なお、数見氏はジャパンSAPユーザーグループ(略称JSUG)の会長も務めている。同氏は2023年5月に米国・オーランドで開催されたSAPのイベント「SAP Sapphire 2023」に参加した感想を、次のように述べている。「SAPとしてクラウドにシフトしていく目的や戦略がこれまでになく明確に語られたと感じました。クラウドシフトのメリットやSAPの戦略を正しく理解し、上手に活用できるように、自分たちも変革を進めていかなければならないと考えています」。
冒頭で触れたように、「DXを進めてきたという感覚は持っていない」と語った数見氏。ではトラスコ中山がデジタルを推進してきた目的は何だったのだろうか。数見氏は改めて、次のように語る。「やはり、どのような会社になりたいかを明確にすることが大切です。お客様から見た利便性の向上や、『トラスコ中山があって良かった』と言っていただけるような会社になるために取り組んできた蓄積が、現在の当社の姿になっていると考えています」。

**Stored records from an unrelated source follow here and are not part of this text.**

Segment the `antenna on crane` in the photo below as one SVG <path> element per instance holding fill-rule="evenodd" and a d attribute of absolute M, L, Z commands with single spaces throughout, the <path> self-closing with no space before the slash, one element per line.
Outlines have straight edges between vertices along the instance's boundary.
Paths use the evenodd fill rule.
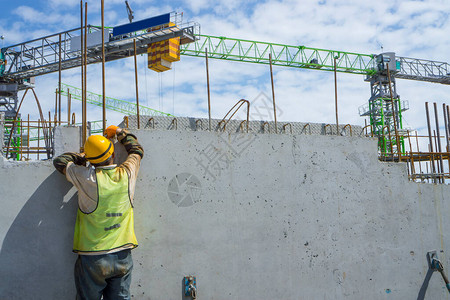
<path fill-rule="evenodd" d="M 130 7 L 130 4 L 128 4 L 128 1 L 125 1 L 125 5 L 127 6 L 127 13 L 128 13 L 128 20 L 130 20 L 130 23 L 133 22 L 134 15 L 133 10 Z"/>

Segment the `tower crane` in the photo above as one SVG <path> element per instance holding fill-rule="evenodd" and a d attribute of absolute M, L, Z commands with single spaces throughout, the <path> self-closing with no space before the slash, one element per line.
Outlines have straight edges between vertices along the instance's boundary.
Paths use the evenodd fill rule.
<path fill-rule="evenodd" d="M 390 149 L 393 153 L 404 152 L 402 112 L 409 106 L 407 101 L 400 100 L 396 79 L 450 84 L 448 63 L 396 56 L 394 52 L 361 54 L 200 35 L 194 43 L 183 45 L 181 54 L 205 57 L 206 49 L 208 58 L 212 59 L 269 64 L 269 55 L 272 55 L 272 64 L 276 66 L 331 72 L 336 67 L 337 72 L 364 75 L 364 80 L 370 83 L 371 94 L 368 103 L 359 108 L 359 114 L 369 117 L 372 132 L 379 137 L 382 153 Z M 387 138 L 386 129 L 398 131 L 399 140 L 397 135 Z"/>

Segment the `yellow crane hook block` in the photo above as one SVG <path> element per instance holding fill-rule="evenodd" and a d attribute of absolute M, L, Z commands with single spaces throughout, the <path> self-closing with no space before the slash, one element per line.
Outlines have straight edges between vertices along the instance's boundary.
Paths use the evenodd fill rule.
<path fill-rule="evenodd" d="M 169 23 L 169 25 L 175 25 Z M 151 43 L 147 47 L 148 68 L 164 72 L 172 68 L 172 62 L 180 60 L 180 38 Z"/>

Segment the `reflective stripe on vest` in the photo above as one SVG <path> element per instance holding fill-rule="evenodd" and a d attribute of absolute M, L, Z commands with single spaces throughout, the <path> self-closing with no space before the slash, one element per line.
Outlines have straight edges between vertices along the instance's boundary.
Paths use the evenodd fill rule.
<path fill-rule="evenodd" d="M 97 208 L 89 214 L 78 209 L 73 251 L 96 252 L 122 246 L 137 247 L 126 170 L 96 169 L 95 174 L 98 186 Z"/>

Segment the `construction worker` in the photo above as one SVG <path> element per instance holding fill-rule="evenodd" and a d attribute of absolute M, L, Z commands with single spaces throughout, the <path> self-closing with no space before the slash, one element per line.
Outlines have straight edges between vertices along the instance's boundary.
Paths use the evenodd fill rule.
<path fill-rule="evenodd" d="M 131 249 L 138 245 L 133 196 L 144 150 L 133 134 L 117 126 L 109 126 L 105 136 L 92 135 L 84 153 L 64 153 L 53 161 L 78 190 L 73 251 L 78 253 L 79 300 L 130 299 Z M 113 164 L 115 136 L 128 152 L 120 166 Z"/>

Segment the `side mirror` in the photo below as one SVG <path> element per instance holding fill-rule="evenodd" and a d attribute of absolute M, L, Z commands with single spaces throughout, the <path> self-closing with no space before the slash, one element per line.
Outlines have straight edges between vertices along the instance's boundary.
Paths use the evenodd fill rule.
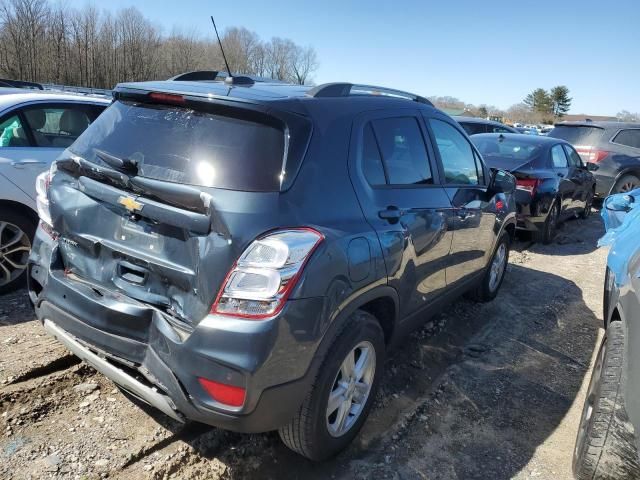
<path fill-rule="evenodd" d="M 489 190 L 493 193 L 513 193 L 516 190 L 516 177 L 506 170 L 491 169 Z"/>
<path fill-rule="evenodd" d="M 633 207 L 635 198 L 631 195 L 611 195 L 605 200 L 605 208 L 614 212 L 628 212 Z"/>
<path fill-rule="evenodd" d="M 588 162 L 586 167 L 587 167 L 587 171 L 589 172 L 595 172 L 596 170 L 598 170 L 598 165 L 595 163 Z"/>

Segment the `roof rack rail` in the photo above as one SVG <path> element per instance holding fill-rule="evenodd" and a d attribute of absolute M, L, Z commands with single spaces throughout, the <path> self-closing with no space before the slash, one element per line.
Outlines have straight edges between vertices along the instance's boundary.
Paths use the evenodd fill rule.
<path fill-rule="evenodd" d="M 44 87 L 36 82 L 25 82 L 23 80 L 9 80 L 0 78 L 0 87 L 9 88 L 30 88 L 33 90 L 44 90 Z"/>
<path fill-rule="evenodd" d="M 349 97 L 352 95 L 378 95 L 381 97 L 404 98 L 433 107 L 425 97 L 393 88 L 377 87 L 375 85 L 360 85 L 356 83 L 324 83 L 313 87 L 307 92 L 311 97 Z"/>

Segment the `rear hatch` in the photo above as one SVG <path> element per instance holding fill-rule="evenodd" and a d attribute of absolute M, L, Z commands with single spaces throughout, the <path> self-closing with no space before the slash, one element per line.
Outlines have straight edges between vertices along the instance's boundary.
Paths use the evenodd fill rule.
<path fill-rule="evenodd" d="M 301 118 L 230 103 L 119 95 L 63 154 L 49 198 L 68 282 L 187 330 L 206 316 L 241 251 L 273 228 L 310 135 Z"/>
<path fill-rule="evenodd" d="M 606 130 L 597 125 L 576 123 L 556 125 L 548 134 L 549 137 L 561 138 L 569 142 L 587 163 L 598 163 L 609 152 L 600 150 L 599 145 L 606 141 Z"/>
<path fill-rule="evenodd" d="M 546 150 L 521 135 L 478 135 L 472 138 L 485 163 L 491 168 L 507 170 L 516 177 L 515 193 L 518 212 L 522 204 L 531 202 L 535 191 L 545 178 L 554 173 L 549 170 Z"/>

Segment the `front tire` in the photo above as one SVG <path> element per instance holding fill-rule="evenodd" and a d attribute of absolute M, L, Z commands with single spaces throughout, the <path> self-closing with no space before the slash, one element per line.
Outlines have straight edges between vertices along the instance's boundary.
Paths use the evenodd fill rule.
<path fill-rule="evenodd" d="M 591 216 L 591 207 L 593 206 L 593 196 L 594 196 L 593 190 L 590 190 L 589 193 L 587 193 L 587 198 L 584 201 L 584 210 L 580 212 L 580 218 L 582 218 L 583 220 L 586 220 Z"/>
<path fill-rule="evenodd" d="M 27 260 L 37 224 L 20 211 L 0 208 L 0 294 L 26 286 Z"/>
<path fill-rule="evenodd" d="M 624 337 L 622 322 L 611 322 L 596 357 L 573 452 L 578 480 L 640 478 L 633 426 L 620 388 Z"/>
<path fill-rule="evenodd" d="M 370 313 L 356 310 L 328 349 L 300 410 L 280 428 L 284 444 L 315 461 L 349 445 L 371 410 L 384 357 L 380 324 Z"/>

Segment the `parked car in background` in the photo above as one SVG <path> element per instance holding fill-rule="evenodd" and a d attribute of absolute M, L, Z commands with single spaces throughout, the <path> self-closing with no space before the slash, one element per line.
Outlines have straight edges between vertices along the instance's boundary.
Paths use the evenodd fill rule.
<path fill-rule="evenodd" d="M 485 134 L 473 138 L 485 162 L 516 177 L 518 228 L 553 240 L 558 222 L 591 214 L 595 179 L 565 141 L 543 136 Z"/>
<path fill-rule="evenodd" d="M 109 103 L 84 95 L 0 88 L 0 293 L 26 285 L 24 272 L 38 224 L 36 177 Z"/>
<path fill-rule="evenodd" d="M 521 133 L 523 135 L 538 135 L 538 130 L 527 127 L 518 127 L 515 130 L 517 133 Z"/>
<path fill-rule="evenodd" d="M 573 454 L 578 480 L 640 478 L 640 190 L 608 197 L 605 335 L 591 373 Z"/>
<path fill-rule="evenodd" d="M 598 197 L 640 187 L 640 123 L 562 122 L 549 136 L 571 143 L 595 165 Z"/>
<path fill-rule="evenodd" d="M 477 135 L 478 133 L 518 133 L 513 127 L 504 123 L 486 120 L 484 118 L 475 117 L 459 117 L 453 119 L 464 128 L 467 135 Z"/>
<path fill-rule="evenodd" d="M 45 329 L 175 420 L 314 460 L 357 434 L 390 343 L 497 295 L 515 232 L 515 179 L 455 121 L 347 83 L 120 84 L 46 184 Z"/>

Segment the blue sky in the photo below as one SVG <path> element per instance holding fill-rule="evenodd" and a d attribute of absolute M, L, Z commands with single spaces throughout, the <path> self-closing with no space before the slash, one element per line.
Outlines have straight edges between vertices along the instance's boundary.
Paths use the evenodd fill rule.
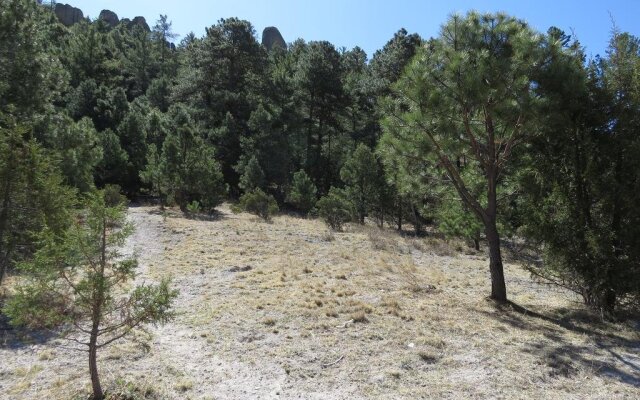
<path fill-rule="evenodd" d="M 400 28 L 428 38 L 453 12 L 505 11 L 546 31 L 555 25 L 575 32 L 587 55 L 604 54 L 611 32 L 611 17 L 623 31 L 640 36 L 640 1 L 635 0 L 60 0 L 96 18 L 100 10 L 120 18 L 144 16 L 149 25 L 167 14 L 176 33 L 201 36 L 220 18 L 249 20 L 260 36 L 266 26 L 276 26 L 287 42 L 297 38 L 328 40 L 336 47 L 362 47 L 369 57 Z M 611 15 L 611 17 L 610 17 Z M 179 39 L 178 39 L 179 40 Z"/>

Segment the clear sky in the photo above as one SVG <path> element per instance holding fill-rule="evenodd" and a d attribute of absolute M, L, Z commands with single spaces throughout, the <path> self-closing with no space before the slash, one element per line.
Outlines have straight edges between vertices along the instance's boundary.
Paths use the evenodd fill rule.
<path fill-rule="evenodd" d="M 604 54 L 611 18 L 623 31 L 640 36 L 640 1 L 637 0 L 58 0 L 96 18 L 102 9 L 120 18 L 141 15 L 150 26 L 167 14 L 175 33 L 204 34 L 220 18 L 250 21 L 258 38 L 267 26 L 276 26 L 287 42 L 297 38 L 328 40 L 336 47 L 360 46 L 369 57 L 400 28 L 424 38 L 438 34 L 453 12 L 505 11 L 527 20 L 535 29 L 554 25 L 575 32 L 587 55 Z M 177 39 L 179 41 L 179 39 Z"/>

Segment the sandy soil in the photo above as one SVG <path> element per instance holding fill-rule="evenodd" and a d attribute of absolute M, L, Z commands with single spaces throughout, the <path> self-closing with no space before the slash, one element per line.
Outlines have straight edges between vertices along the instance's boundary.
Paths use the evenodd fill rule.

前述のように、豊富な在庫を持つことや、即納に対応した効率的な物流体制を構築したのも、顧客にとっての利便性の追求の一環と捉えられる。
また、同社は数値的な目標と同時に「能力目標」と呼ぶ「ありたい姿」の実現を重視している。2022年には「2030年までに在庫100万アイテムを保有できる企業になりたい」、「1日24時間受注、1年365日出荷できる企業になりたい」、といった「ありたい姿」を能力目標として掲げた(図4)。
図4 トラスコ中山のユニークな取り組みのひとつである「『ありたい姿』-能力目標-」の一覧。売上高いくらを目指すといった数値目標以上に、こういう会社になりたい、という将来像を大切にしている
「こうした能力目標は、基本的にはデジタルがなければ実現できません。当社の場合、DXという言葉で言えば “X” の部分、すなわちトランスフォーメーション(事業変革)を進めよう、新しいことにチャレンジしていこう、変化していこう、という風土を社長の中山が築き上げてきました。それがデジタル戦略の原動力の一つになっているのです」(数見氏)
つまり、会社のありたい姿の明確化と共有、成長に向けた人手作業からの脱却と適切な投資判断、デジタイゼーションから始まる段階的な取り組み、顧客から見た利便性の追求を根源とする在庫戦略や物流戦略、自社にとどまらずサプライチェーン全体の最適化を視野に入れたデジタル戦略などが、同社のDXの成功の要因と言えるだろう。
仕入れ先や得意先との連携をさらに強化しながら、最終的には「モノづくりの現場を支えるプラットフォーマー」(「ありたい姿」の10項目)を目指すトラスコ中山のこれからの取り組みに注目したい。